Assisted suicide Drs: friends or enemies?

 Hawaii is considering assisted suicide legislation and a letter from Oregon where euthanasia/ suicide killing/ dying with dignity legislation does exist, gives a chilling reminder of the abuses that euthanasia legislation brings.

Euthanasia changes fundamentally the way doctors view their own role and the way the community as a whole views the sick and elderly – the sick and elderly get classified as a burden and are best off-loaded!   –  Welcome to the Netherlands! – see, Euthanasia a mistake: Dutch minister  and  Dutch hold euthanasia inquiry.  In a few years time will it be, “Euthanasia a mistake: Tasmanian Minister”? I trust not.  
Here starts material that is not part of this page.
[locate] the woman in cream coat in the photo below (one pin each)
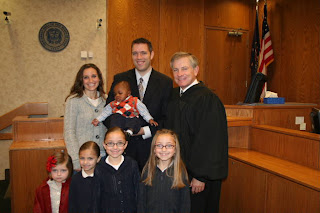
(84, 103)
Assisted Suicide? “I was afraid to leave my husband alone again with doctors and nurses”

Dear Editor,

Hello from Oregon.  

When my husband was seriously ill several years ago, I collapsed in a half-exhausted heap in a chair once I got him into the doctor’s office, relieved that we were going to get badly needed help (or so I thought).

To my surprise and horror, during the exam I overheard the doctor giving my husband a sales pitch for assisted suicide. ‘Think of what it will spare your wife, we need to think of her’ he said, as a clincher.

Now, if the doctor had wanted to say ‘I don’t see any way I can help you, knowing what I know, and having the skills I have’ that would have been one thing. If he’d wanted to opine that certain treatments weren’t worth it as far as he could see, that would be one thing. But he was tempting my husband to commit suicide. And that is something different.

I was indignant that the doctor was not only trying to decide what was best for David, but also what was supposedly best for me (without even consulting me, no less).

We got a different doctor, and David lived another five years or so. But after that nightmare in the first doctor’s office, and encounters with a ‘death with dignity’ inclined nurse, I was afraid to leave my husband alone again with doctors and nurses, for fear they’d morph from care providers to enemies, with no one around to stop them.

It’s not a good thing, wondering who you can trust in a hospital or clinic. I hope you are spared this in Hawaii.

Sincerely,

Kathryn Judson, Oregon

See, Letters to the Editor, 1 Feb 2011, Assisted suicide? I was afraid to leave my husband alone again with doctors and nurses.